Warsaw researchers develop neural network using 'massive' photons
Researchers have become the first in the world to build a neural network (artificial neuron) based on 'massive' photons - light particles behaving as if they had mass (called polaritons).
The team from Warsaw hope that using light in artificial intelligence computing is an opportunity for large energy savings.
Artificial neural networks are used today in a growing number of applications: in speech, voice and image recognition, text translation, control of autonomous vehicles.
Professor Michał Matuszewski from the Institute of Physics of the Polish Academy of Sciences said: “The amount of data we want to process is growing, and the computing power neural networks need is huge and already reaching its limits. In addition, huge amounts of energy are needed to process these data. New technologies are therefore worth considering.”
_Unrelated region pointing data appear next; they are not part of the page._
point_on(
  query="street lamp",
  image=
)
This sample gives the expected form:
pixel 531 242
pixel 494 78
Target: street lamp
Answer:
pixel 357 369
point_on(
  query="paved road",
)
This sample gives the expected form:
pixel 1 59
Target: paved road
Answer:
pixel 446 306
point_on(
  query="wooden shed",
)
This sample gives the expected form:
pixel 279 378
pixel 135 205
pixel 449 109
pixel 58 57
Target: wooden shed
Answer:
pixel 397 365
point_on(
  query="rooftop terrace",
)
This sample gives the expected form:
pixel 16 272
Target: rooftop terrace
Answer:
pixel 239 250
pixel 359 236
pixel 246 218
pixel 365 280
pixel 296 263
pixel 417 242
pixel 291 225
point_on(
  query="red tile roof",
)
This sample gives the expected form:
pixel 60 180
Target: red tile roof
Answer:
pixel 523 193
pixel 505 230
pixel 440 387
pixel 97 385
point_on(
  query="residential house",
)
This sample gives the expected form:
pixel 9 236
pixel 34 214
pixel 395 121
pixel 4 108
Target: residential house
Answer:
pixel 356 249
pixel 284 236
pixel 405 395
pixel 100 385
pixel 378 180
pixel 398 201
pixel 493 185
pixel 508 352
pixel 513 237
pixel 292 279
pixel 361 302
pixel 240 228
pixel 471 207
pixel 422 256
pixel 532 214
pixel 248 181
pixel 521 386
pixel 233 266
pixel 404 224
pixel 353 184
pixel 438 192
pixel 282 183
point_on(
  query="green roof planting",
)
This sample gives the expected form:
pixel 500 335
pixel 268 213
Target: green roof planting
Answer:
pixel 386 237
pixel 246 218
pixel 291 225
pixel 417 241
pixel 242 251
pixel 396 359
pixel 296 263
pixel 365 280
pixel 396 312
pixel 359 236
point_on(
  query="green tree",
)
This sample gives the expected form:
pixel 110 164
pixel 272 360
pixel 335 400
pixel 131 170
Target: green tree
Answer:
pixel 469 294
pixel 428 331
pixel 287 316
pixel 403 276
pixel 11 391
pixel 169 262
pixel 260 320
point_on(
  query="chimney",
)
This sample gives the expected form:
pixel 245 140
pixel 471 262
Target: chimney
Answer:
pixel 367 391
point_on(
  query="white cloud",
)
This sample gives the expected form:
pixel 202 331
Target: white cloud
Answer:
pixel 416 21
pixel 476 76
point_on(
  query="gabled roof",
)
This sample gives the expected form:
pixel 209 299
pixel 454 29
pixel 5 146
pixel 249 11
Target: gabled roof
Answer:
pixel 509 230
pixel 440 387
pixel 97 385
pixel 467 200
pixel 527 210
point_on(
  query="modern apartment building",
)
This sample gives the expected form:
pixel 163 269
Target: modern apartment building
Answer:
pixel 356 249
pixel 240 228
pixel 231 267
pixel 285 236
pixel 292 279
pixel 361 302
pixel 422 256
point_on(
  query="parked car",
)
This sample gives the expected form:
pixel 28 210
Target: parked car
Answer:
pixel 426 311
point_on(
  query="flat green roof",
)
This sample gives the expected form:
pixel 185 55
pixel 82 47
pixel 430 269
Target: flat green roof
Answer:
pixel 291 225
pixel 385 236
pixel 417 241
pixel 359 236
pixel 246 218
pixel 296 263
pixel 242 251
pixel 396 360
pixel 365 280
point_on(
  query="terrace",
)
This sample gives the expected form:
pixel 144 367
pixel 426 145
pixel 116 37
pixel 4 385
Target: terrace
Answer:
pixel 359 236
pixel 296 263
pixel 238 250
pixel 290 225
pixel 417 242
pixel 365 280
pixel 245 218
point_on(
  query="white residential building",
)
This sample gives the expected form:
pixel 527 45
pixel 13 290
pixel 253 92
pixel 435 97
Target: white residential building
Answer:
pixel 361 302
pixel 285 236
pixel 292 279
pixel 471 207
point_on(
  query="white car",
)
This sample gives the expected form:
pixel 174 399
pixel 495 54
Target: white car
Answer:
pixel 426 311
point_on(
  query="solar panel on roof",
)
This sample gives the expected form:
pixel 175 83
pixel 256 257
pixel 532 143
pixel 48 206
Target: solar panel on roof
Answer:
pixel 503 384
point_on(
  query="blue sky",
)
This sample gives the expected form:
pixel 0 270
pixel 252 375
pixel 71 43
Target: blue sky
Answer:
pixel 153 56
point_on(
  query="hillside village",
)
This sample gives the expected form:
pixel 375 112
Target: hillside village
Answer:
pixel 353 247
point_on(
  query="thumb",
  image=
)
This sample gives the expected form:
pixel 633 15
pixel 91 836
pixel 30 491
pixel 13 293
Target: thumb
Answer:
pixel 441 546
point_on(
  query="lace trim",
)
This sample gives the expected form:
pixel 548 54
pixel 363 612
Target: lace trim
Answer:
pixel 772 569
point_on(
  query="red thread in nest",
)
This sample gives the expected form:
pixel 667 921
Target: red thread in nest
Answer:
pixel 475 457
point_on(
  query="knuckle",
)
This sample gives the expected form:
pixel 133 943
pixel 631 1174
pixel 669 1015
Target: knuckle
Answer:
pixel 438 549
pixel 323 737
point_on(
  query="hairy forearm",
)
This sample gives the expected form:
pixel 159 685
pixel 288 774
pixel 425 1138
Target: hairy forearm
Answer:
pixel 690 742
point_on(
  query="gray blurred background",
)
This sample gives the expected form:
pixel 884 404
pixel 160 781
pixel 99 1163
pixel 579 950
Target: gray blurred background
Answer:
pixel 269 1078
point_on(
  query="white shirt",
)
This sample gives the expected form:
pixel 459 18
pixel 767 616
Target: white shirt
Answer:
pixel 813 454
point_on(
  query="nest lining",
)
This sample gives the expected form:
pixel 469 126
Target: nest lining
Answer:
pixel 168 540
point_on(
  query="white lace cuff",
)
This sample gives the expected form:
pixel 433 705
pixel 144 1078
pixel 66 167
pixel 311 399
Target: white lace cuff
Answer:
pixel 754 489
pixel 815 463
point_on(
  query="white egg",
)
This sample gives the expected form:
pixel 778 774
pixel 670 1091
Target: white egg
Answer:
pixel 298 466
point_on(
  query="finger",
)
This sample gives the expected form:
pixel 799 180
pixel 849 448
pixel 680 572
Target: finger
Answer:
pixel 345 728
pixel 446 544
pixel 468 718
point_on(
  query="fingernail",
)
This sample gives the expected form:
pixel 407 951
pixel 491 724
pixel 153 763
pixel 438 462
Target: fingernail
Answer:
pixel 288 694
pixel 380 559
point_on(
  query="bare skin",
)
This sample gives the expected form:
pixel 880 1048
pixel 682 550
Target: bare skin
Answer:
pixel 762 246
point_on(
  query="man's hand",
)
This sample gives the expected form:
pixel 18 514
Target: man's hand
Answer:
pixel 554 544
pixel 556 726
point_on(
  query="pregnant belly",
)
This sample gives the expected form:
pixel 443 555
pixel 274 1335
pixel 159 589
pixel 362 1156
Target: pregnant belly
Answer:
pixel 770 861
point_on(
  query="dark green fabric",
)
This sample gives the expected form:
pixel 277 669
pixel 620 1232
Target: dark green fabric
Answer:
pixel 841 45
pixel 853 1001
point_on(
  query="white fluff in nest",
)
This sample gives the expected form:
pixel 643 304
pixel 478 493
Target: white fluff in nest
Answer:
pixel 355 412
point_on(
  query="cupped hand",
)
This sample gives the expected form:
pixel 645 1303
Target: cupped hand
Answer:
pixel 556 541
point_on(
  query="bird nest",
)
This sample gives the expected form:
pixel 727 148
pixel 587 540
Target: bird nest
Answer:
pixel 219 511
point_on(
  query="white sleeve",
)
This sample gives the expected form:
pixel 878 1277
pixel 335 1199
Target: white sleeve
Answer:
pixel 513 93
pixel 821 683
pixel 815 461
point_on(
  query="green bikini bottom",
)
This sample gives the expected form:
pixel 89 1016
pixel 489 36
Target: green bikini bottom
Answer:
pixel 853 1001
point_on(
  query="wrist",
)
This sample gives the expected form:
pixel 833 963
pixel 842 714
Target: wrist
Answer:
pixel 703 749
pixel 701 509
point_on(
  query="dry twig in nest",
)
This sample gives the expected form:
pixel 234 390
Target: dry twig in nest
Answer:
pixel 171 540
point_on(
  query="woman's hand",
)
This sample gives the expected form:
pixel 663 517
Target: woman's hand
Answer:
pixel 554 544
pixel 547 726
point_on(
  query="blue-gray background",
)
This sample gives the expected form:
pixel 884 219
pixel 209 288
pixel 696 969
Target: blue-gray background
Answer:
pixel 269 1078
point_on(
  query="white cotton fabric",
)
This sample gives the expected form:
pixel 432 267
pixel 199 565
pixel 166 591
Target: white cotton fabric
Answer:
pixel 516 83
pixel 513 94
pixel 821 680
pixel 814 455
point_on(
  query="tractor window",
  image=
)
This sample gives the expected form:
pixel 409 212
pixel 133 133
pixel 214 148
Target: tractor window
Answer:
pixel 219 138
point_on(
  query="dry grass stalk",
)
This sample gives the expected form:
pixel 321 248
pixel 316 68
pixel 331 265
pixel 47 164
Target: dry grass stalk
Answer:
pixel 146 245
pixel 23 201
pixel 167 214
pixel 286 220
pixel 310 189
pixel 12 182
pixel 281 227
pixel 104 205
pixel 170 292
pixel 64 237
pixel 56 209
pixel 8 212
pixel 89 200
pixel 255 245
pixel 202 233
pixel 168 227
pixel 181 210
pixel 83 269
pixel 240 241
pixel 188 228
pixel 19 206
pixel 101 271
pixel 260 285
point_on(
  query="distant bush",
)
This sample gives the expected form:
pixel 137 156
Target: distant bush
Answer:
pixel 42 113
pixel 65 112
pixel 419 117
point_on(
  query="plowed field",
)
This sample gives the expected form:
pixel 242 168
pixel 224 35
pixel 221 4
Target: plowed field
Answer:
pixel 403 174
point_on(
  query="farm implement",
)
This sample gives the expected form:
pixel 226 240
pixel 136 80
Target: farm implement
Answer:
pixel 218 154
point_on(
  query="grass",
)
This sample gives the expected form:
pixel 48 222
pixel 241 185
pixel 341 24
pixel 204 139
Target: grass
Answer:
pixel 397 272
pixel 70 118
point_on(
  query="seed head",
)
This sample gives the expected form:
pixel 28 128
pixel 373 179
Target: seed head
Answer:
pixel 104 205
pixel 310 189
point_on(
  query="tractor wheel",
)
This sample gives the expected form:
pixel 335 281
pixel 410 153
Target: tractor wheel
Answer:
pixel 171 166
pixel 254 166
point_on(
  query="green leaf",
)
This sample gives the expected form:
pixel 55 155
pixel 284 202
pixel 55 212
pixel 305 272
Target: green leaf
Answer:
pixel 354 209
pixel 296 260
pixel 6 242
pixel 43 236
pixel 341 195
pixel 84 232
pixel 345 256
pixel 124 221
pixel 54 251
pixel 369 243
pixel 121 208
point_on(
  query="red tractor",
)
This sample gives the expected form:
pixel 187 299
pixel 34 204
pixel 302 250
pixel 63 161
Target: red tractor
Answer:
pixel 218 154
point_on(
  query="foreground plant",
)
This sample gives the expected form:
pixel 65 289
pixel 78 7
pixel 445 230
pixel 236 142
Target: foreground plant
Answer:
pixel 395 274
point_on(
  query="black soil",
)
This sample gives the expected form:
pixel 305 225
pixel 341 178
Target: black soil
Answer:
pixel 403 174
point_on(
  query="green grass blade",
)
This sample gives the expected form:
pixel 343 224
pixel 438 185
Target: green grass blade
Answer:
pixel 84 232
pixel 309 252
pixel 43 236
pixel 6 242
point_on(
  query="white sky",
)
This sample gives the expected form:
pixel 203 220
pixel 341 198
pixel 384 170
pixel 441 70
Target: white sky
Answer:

He added that the hope is to move from electronic devices - operating thanks to electrons - to devices that will use photons, i.e. light particles. He said: “The advantage of photons is that - unlike electrons - their propagation takes place virtually without energy losses.”
Although the idea has long been used in telecommunications - after all, optical fibres, not electronic cables, are used to transmit information over long distances - light is still not used in computing.
Credit: Mateusz Król, Faculty of Physics, University of Warsaw, R. Mirek et al., Nano Letters 2021
Photons are difficult to use in computing because, unlike electrons, they do not interact with each other. And such interactions are useful, for example, in operations in traditional logic gates.
Matuszewski said: “In our research, we propose a solution that is a hybrid of electronics and photonics. The neural networks that we have designed have low energy consumption, but allow us to perform operations with high efficiency.”
During the research, photons were trapped in optical microcavities and placed between two super smooth mirrors. Research co-author, Dr. Barbara Piętka said: “In such conditions, you can make them behave like particles with a very low mass. Adding electrons causes them to interact with each other. Such photons are called polaritons. So we have a strong interaction between light and matter.”
Matuszewski continued: “We used this light to teach pattern recognition,” adding that the optical network was taught to recognize handwritten digits (from the MNIST database) with 96% efficiency. This means that the artificial neuron confuses handwritten numbers only once in 25 attempts. And in one operation, it consumes very little energy - just 16 picojoules.
He said: “This is a prototype for now. We have built an artificial neuron, namely 1 logical XOR gate, which performs operations in a sequential manner, one after the other.”
Fig. Schematic diagram of the use of exciton polariton condensates in a nonlinear XOR optical gate. A binary neuromorphic network was realized from XOR gates and used to recognize handwritten digits from the MNIST dataset. Credit: Mateusz Król, Faculty of Physics, University of Warsaw, R. Mirek et al., Nano Letters 2021
The first author of the publication, Rafał Mirek, added that the XOR gate is a gate that performs logic operations. However, it is special because it is a non-linear gate. He said: “The system we used to build our gate can be used to realize any other logic gate and perform various logic operations.”
Another author of the paper, Andrzej Opala, added: “We mix light and matter so that the interactions in the system are non-linear. This non-linearity is necessary for the effective realization of an artificial neuron.”
Polaritons - unlike ordinary photons - have very small (but non-zero) masses. Thus, there is a transition to a Bose-Einstein condensate. Professor Piętka said: “It is said that Bose-Einstein condensate is the fifth state of matter: next to solid, liquid, gas and plasma. It is a system in which particles, or more precisely bosons, exhibit new quantum properties. The transition to this state is strongly non-linear.”
For now, the team's experiments are performed at liquid helium temperatures but, according to Dr. Krzysztof Tyszka co-author of the report: “We are already working on systems operating at room temperature. We are convinced that it can be done. And it is an important condition for the solution to find practical application in technology.”
He added: “At the end of the road, we would like to create an integrated photonic-electronic system that could, for example, be used as a control system for an autonomous car. Such systems could process information about the conditions on the road much more efficiently than before - with low energy consumption, without the need for an Internet connection.”